Thus in order to achieve $\left\|G_{i} E_{i}\right\| \leq 1$, we will prove $\rho\left(G_{i}\right) \leq$ 1 and $\rho\left(E_{i}\right) \leq 1$ for $i=1$ and $2 .$ We will only prove that $\rho\left(E_{1}\right) \leq 1$ and the other case can be dealt similarly.
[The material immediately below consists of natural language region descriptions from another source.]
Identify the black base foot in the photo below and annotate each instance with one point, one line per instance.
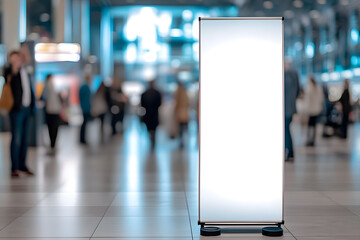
(210, 231)
(272, 231)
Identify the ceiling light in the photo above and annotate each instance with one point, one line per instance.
(268, 5)
(298, 4)
(314, 14)
(289, 14)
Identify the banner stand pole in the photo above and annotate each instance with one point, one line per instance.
(210, 231)
(272, 231)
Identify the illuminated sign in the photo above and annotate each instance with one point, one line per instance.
(241, 120)
(57, 52)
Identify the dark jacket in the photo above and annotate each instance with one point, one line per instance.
(345, 102)
(292, 90)
(17, 90)
(151, 101)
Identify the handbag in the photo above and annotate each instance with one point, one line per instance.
(7, 98)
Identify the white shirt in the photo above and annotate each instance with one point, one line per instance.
(25, 84)
(53, 104)
(314, 99)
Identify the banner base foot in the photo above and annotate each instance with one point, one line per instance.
(272, 231)
(210, 231)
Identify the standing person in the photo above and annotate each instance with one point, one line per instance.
(85, 102)
(292, 90)
(151, 101)
(116, 100)
(314, 102)
(346, 108)
(99, 107)
(24, 104)
(182, 108)
(52, 109)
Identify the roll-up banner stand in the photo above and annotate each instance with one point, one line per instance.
(241, 121)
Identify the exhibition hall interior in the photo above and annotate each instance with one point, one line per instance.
(104, 133)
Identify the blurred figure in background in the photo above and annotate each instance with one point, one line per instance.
(151, 101)
(99, 107)
(24, 105)
(116, 101)
(85, 102)
(182, 108)
(53, 108)
(292, 91)
(314, 103)
(346, 108)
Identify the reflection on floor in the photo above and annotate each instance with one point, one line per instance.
(122, 190)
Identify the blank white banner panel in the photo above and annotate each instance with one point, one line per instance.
(241, 120)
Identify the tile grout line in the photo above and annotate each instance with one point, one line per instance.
(187, 207)
(97, 226)
(290, 232)
(22, 215)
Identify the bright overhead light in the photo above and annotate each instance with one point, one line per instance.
(298, 4)
(268, 5)
(289, 14)
(314, 14)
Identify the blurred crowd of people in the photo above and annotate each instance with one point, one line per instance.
(316, 107)
(107, 103)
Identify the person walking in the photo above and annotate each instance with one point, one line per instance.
(182, 108)
(52, 109)
(151, 102)
(346, 108)
(99, 107)
(116, 100)
(85, 102)
(314, 103)
(292, 91)
(20, 113)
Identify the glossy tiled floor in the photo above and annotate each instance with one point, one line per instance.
(121, 190)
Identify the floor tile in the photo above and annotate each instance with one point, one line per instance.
(67, 211)
(322, 226)
(51, 227)
(144, 211)
(344, 197)
(78, 199)
(142, 227)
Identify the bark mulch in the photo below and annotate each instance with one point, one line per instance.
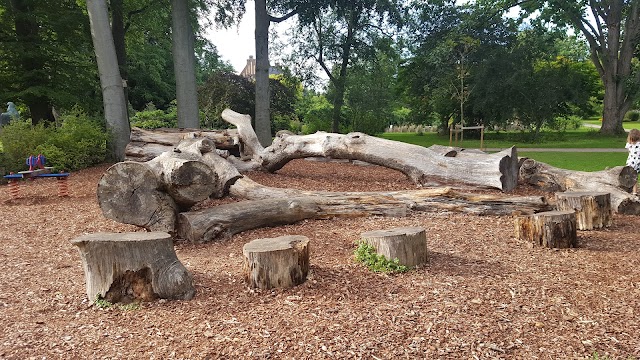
(483, 294)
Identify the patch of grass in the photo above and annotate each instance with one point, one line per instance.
(367, 255)
(588, 161)
(581, 138)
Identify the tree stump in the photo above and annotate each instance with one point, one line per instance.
(593, 209)
(276, 262)
(138, 266)
(407, 244)
(552, 229)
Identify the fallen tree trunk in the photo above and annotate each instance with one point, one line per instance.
(147, 144)
(275, 206)
(423, 166)
(150, 194)
(617, 181)
(128, 192)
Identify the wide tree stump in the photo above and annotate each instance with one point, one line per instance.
(407, 244)
(593, 209)
(276, 262)
(552, 229)
(139, 266)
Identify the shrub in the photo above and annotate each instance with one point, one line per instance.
(78, 143)
(152, 118)
(367, 255)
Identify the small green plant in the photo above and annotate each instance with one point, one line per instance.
(367, 255)
(102, 303)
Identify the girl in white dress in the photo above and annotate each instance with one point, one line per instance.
(633, 160)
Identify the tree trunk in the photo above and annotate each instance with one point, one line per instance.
(551, 229)
(115, 106)
(263, 116)
(407, 244)
(125, 267)
(128, 192)
(280, 262)
(147, 144)
(614, 105)
(617, 181)
(593, 209)
(149, 194)
(184, 64)
(223, 221)
(423, 166)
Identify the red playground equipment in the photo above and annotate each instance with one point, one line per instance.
(37, 169)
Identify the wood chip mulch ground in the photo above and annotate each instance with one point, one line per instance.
(483, 294)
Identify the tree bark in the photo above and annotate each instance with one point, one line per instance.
(223, 221)
(617, 181)
(184, 64)
(128, 192)
(593, 209)
(423, 166)
(552, 229)
(407, 244)
(147, 144)
(280, 262)
(124, 267)
(115, 105)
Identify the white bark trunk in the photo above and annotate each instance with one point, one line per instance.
(184, 64)
(115, 104)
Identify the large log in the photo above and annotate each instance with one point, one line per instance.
(444, 199)
(150, 194)
(128, 192)
(422, 165)
(125, 267)
(617, 181)
(147, 144)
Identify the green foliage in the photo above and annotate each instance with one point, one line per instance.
(152, 118)
(367, 255)
(103, 304)
(79, 142)
(633, 115)
(315, 113)
(20, 139)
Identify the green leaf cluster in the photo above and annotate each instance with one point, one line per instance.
(77, 143)
(367, 255)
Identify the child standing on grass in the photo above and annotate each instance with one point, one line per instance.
(633, 160)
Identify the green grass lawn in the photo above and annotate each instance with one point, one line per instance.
(582, 138)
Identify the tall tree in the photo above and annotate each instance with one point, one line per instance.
(115, 106)
(335, 32)
(612, 28)
(263, 113)
(45, 52)
(184, 63)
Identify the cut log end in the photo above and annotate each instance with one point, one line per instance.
(276, 262)
(551, 229)
(593, 209)
(126, 267)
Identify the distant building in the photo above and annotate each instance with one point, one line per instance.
(249, 70)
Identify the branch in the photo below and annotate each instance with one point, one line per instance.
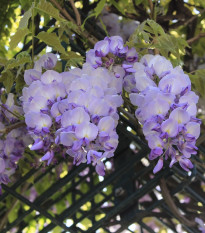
(193, 39)
(11, 127)
(169, 201)
(77, 15)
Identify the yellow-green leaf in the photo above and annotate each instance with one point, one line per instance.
(27, 15)
(21, 59)
(7, 78)
(18, 36)
(52, 40)
(49, 9)
(198, 81)
(99, 7)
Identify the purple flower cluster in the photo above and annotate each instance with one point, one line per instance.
(166, 109)
(13, 144)
(73, 112)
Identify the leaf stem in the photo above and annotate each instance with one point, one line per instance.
(11, 127)
(33, 32)
(16, 115)
(77, 15)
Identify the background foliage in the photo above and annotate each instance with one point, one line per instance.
(173, 28)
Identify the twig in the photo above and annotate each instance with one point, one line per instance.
(11, 127)
(192, 40)
(77, 15)
(168, 199)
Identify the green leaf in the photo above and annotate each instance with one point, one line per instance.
(72, 58)
(19, 83)
(3, 61)
(52, 40)
(14, 213)
(26, 4)
(171, 44)
(116, 5)
(154, 28)
(198, 81)
(104, 27)
(7, 78)
(49, 9)
(21, 59)
(98, 9)
(27, 15)
(18, 36)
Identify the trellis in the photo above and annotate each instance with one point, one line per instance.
(116, 202)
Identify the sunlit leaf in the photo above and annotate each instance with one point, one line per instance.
(52, 40)
(18, 36)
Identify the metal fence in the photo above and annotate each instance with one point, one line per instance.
(127, 199)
Consider Eqns. (7) and (8) with A^*= B^*, and C^*= D^*. Note that this occurs for vorticity-transport equation due to uniform grid spacing in both directions [20]. The discretized Eq. (7) without temperature term can be expressed as:

$\left[ -\frac{\Delta t}{4\varepsilon \Delta y}{{v}_{i,j}}-\frac{\varepsilon \Lambda \Delta t}{2\Delta {{y}^{2}}} \right]\xi _{i,j-1}^{t+\frac{1}{2}}+\left( 1+\frac{\varepsilon \Lambda \Delta t}{\Delta {{y}^{2}}} \right)\xi _{i,j}^{t+\frac{1}{2}}+\left[ \frac{\Delta t}{4\varepsilon \Delta y}{{v}_{i,j}}-\frac{\varepsilon \Lambda \Delta t}{2\Delta {{y}^{2}}} \right]\xi _{i,j+1}^{t+\frac{1}{2}}=$

$\left[ \frac{\Delta t}{4\varepsilon \Delta x}{{u}_{i,j}}+\frac{\varepsilon \Lambda \Delta t}{2\Delta {{x}^{2}}} \right]\xi _{i,j-1}^{t}+\left( 1-\frac{\varepsilon \Lambda \Delta t}{\Delta {{x}^{2}}}-\frac{\varepsilon \Delta t}{2Da} \right)\xi _{i,j}^{t}+\left[ -\frac{\Delta t}{4\varepsilon \Delta x}{{u}_{i,j}}+\frac{\varepsilon \Lambda \Delta t}{2\Delta {{x}^{2}}} \right]\xi _{i,j+1}^{t}$

Using the known boundary values and for a fixed i in x-direction and varying the values for j in y-direction, j = 2…n-1, we get a system of equations expressed in matrix form as follows:

$\left[ \begin{matrix}   a & b & {} & {} & {}  \\   c & a & b & {} & {}  \\   {} & . & . & . & {}  \\   {} & {} & c & a & b  \\   {} & {} & {} & c & a  \\\end{matrix} \right]\left[ \begin{matrix}   \xi _{i,{{j}_{2}}}^{t+\frac{1}{2}}  \\   \xi _{i,{{j}_{3}}}^{t+\frac{1}{2}}  \\   \vdots   \\   \xi _{i,{{j}_{n-1}}}^{t+\frac{1}{2}}  \\\end{matrix} \right]=\left[ \begin{matrix}   {{a}'} & {{b}'} & {} & {} & {}  \\   {{c}'} & {{a}'} & {{b}'} & {} & {}  \\   {} & . & . & . & {}  \\   {} & {} & {{c}'} & {{a}'} & {{b}'}  \\   {} & {} & {} & {{c}'} & {{a}'}  \\\end{matrix} \right]\left[ \begin{matrix}   \xi _{i,{{j}_{2}}}^{t}  \\   \xi _{i,{{j}_{3}}}^{t}  \\   \vdots   \\   \xi _{i,{{j}_{n-1}}}^{t}  \\\end{matrix} \right]+R{{h}_{j}}$

where,

$\begin{align}  & a=\left[ 1+\frac{\varepsilon \Lambda \Delta t}{\Delta {{y}^{2}}} \right], \\  & b=\left[ \frac{\Delta t}{4\varepsilon \Delta y}{{v}_{i,j}}-\frac{\varepsilon \Lambda \Delta t}{2\Delta {{y}^{2}}} \right], \\  & c=\left[ -\frac{\Delta t}{4\varepsilon \Delta y}{{v}_{i,j}}-\frac{\varepsilon \Lambda \Delta t}{2\Delta {{y}^{2}}} \right] \\ \end{align}$             (18)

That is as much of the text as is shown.